When the lad reached the alcove he turned and faced him. "Father," he said in a strange voice, as if others were speaking through him, "It is here. This is the place you seek. The Old Gods are strong here. The dead have not forgotten them." And then he quietly folded up and collapsed.
He darted forwards at the same time as Penrose and Renly, but being closer he got there first. His son was unhurt, but seemed to be asleep and he passed him gently to the Castellan. "Get my son to bed," he told the man quietly. "He has had a long day already."
And then he turned to the alcove. Silence fell after Penrose's feet had passed away and he could hear the sound of water dripping somewhere. He shivered slightly. Yes, this was the place. He walked forwards slowly, Renly by him, and as they approached he could see the alcove better by their torchlight. There was a statue there, a man dressed in archaic armour with a huge greatsword or archaic design in his hands. More runes were carved into the wall by the statue. "Jurne!"
The Maester stumbled forwards, tongue-tied by everything around him and then he stopped and stared at the inscription. "Erm… oh. Your Grace. It says: 'The Long Night will come again. The Durrandons must always stand against it. Ours is the fury, ours is the storm. Because the Others will come again.'"
"The House motto," Robert muttered. "'Ours in the fury'. So this is where it comes from." And then he paused. The statue and the sword seemed to be different.

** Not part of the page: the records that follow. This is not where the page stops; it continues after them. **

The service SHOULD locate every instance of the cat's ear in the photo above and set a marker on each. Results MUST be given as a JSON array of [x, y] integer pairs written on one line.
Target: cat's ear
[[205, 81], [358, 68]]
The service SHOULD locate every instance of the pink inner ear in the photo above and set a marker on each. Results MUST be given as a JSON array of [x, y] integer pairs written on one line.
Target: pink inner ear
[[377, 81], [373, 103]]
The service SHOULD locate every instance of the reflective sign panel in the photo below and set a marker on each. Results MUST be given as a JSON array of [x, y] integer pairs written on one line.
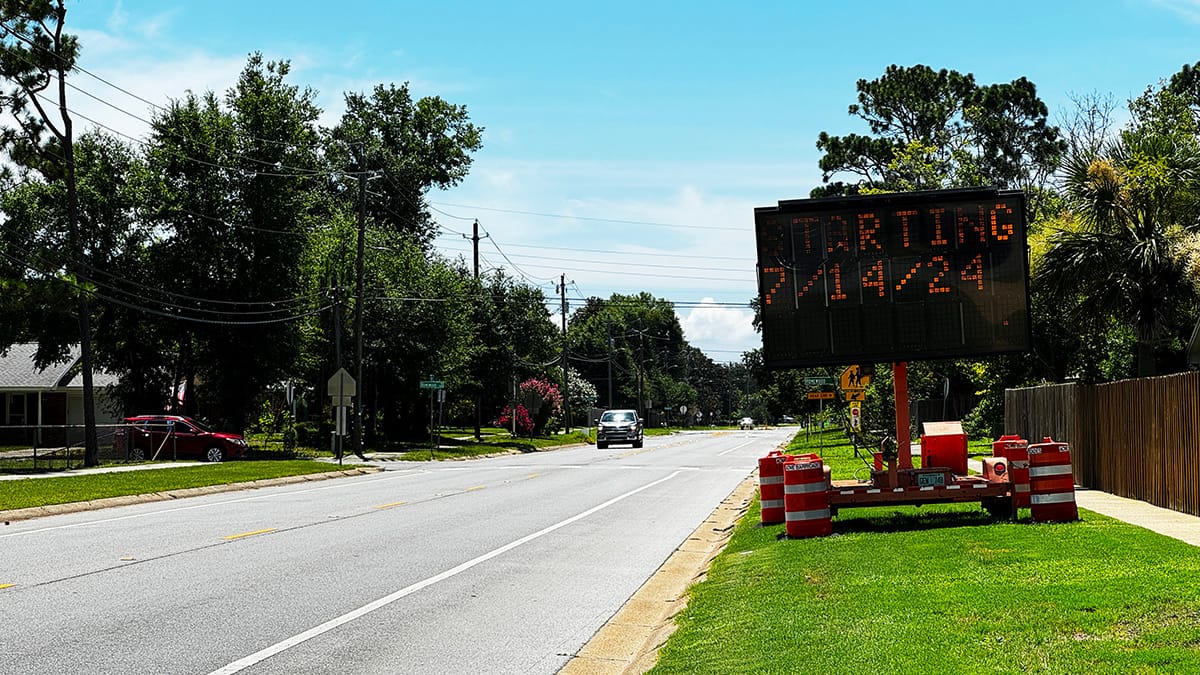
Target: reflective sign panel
[[889, 278]]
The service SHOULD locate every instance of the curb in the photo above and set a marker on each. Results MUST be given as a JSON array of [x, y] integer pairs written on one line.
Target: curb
[[629, 643], [127, 500]]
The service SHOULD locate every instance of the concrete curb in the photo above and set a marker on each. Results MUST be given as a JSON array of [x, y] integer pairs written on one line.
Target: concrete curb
[[76, 507], [629, 643]]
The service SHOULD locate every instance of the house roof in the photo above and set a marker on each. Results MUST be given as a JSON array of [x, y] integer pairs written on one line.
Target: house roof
[[19, 374]]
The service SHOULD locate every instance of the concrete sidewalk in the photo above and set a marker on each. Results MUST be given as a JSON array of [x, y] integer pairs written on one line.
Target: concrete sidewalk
[[1163, 520], [69, 472]]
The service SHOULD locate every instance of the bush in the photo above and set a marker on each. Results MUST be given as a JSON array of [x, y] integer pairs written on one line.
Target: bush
[[313, 434]]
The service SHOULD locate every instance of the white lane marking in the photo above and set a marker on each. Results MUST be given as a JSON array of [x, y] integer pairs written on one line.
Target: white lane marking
[[735, 448], [259, 656], [256, 497]]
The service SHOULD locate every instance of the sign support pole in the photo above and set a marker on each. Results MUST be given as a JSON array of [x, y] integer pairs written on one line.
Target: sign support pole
[[900, 386]]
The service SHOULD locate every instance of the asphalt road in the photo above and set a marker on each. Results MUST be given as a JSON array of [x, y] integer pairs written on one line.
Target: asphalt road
[[504, 565]]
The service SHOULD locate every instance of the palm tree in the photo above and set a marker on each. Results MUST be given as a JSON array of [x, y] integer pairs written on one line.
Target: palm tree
[[1134, 202]]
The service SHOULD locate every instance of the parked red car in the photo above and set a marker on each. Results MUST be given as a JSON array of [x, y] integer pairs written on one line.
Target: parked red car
[[172, 436]]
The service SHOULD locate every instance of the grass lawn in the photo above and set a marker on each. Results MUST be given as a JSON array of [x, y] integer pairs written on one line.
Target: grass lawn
[[942, 589], [58, 490]]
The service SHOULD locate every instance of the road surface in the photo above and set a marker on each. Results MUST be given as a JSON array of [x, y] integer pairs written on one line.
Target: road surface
[[504, 565]]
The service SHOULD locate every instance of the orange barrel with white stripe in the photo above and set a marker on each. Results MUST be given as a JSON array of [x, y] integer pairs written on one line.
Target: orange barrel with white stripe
[[805, 501], [1051, 483], [771, 487], [1017, 451]]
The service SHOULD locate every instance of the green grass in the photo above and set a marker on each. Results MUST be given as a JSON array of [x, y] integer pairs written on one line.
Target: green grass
[[942, 589], [45, 491]]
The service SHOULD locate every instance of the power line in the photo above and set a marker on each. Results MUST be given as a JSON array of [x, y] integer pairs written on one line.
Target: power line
[[618, 221]]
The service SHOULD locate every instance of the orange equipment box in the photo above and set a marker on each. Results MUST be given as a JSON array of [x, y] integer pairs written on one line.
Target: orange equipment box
[[943, 444]]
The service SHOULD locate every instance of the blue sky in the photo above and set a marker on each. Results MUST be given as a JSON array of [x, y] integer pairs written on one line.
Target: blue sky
[[627, 143]]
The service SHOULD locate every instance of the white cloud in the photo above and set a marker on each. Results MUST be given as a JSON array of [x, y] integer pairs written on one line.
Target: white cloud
[[719, 329], [1187, 9]]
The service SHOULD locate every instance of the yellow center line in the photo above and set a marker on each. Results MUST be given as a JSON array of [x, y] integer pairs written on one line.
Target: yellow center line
[[250, 533]]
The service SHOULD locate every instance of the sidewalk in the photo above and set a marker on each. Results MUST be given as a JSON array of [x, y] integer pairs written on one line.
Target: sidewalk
[[69, 472], [1163, 520]]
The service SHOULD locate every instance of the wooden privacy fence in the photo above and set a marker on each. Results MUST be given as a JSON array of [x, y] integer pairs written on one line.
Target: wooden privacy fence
[[1138, 438]]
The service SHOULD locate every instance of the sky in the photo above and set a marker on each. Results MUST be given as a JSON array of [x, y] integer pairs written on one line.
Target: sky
[[625, 144]]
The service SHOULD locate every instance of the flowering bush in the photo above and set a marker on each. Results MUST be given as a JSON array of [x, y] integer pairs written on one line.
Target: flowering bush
[[545, 390], [525, 423]]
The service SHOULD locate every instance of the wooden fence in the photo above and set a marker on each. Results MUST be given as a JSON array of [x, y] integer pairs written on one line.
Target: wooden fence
[[1138, 438]]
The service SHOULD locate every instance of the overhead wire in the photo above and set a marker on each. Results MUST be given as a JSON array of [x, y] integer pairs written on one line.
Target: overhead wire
[[305, 173]]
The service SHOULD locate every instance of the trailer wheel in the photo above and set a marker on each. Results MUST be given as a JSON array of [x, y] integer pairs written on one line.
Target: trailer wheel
[[1000, 508]]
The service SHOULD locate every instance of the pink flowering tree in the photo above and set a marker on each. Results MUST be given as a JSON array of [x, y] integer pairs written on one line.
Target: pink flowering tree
[[523, 422], [545, 402]]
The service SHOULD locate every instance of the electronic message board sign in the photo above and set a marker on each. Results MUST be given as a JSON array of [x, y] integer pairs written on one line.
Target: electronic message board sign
[[893, 278]]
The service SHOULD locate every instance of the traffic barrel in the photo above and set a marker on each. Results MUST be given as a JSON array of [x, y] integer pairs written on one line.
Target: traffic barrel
[[1051, 483], [771, 487], [1017, 451], [805, 500]]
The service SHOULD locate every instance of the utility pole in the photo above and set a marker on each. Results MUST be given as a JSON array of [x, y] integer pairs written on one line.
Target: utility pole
[[607, 328], [479, 394], [337, 358], [358, 311], [567, 400]]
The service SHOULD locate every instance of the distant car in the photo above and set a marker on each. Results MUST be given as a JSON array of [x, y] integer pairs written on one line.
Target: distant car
[[619, 426], [171, 436]]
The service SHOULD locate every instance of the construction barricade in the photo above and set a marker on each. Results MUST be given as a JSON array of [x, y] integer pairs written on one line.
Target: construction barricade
[[771, 487], [805, 501], [1051, 483], [1017, 451]]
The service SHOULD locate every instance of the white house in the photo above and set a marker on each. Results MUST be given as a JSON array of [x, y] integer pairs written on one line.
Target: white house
[[46, 405]]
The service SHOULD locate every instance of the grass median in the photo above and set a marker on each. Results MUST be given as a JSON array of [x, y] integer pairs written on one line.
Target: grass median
[[942, 589], [65, 489]]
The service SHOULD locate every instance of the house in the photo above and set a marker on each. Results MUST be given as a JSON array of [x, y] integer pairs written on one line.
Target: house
[[45, 406]]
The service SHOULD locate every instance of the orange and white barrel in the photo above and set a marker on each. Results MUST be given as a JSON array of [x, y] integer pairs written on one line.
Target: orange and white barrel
[[771, 487], [1051, 483], [805, 500]]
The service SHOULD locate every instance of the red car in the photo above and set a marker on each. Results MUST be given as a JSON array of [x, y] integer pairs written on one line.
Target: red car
[[172, 436]]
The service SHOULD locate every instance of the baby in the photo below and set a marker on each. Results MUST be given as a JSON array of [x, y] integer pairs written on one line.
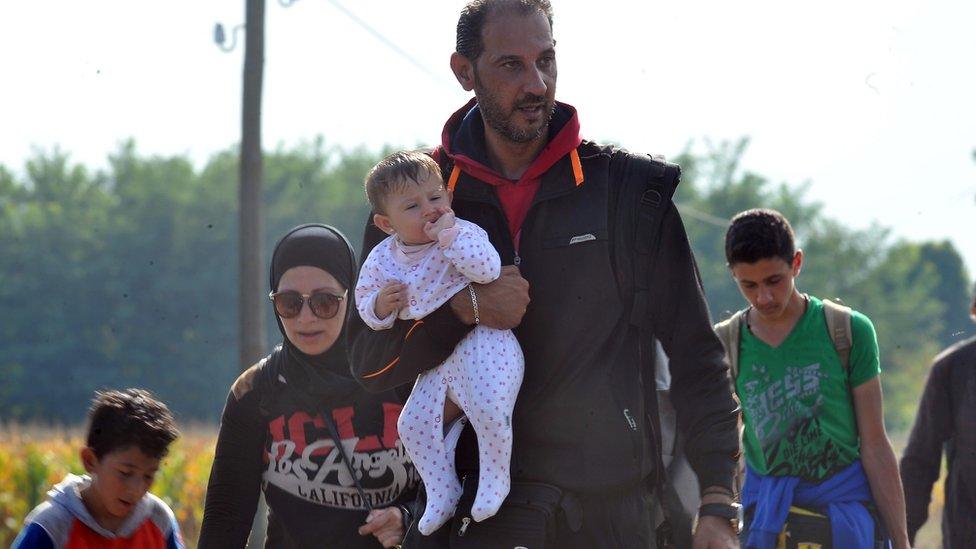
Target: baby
[[429, 256]]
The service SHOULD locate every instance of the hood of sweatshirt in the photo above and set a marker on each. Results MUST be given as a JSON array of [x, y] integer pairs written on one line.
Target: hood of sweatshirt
[[67, 494], [463, 140]]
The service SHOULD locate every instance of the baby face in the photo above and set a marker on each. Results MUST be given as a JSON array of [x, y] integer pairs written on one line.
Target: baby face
[[411, 206]]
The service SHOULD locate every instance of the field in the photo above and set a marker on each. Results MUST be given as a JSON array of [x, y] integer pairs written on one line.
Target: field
[[34, 458]]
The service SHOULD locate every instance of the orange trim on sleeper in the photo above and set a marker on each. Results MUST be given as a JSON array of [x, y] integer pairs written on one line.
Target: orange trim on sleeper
[[397, 359], [452, 181], [577, 167]]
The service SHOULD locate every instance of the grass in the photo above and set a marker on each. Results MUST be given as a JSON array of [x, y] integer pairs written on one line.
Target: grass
[[33, 458]]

"But the Others are a Northern myth," Renly objected, although his voice wobbled up and down more than a bit.
"Are you sure about that brother?" Robert muttered. And then he passed his torch over. "Here, hold this."
"Why?"
"That sword. It's that sword." He stepped forwards and then laid a reverent hand on the hilt where it met the hands of the statue. As he pulled it, it moved and he placed both hands around the grip. And then he felt a tremor run though him – and then the eyes of the statue seemed to open to reveal orbs of red fire, before a voice seemed to roar in his head: "Storm King!"
He shook like a leaf but retained his grip. He sensed Renly stumbling backwards and Selmy letting out a cry of alarm and then darting forwards. "Hold," he said thickly. "I am Robert, descendant of the Durrandons. I am king."
The eyes looked at him. "Then go North Storm King! Go North!" The eyes closed, the sword fell into his hands and then he found himself falling backwards, to be caught by Jurne and Barristan Selmy. "Bugger me," Robert said and then he passed out.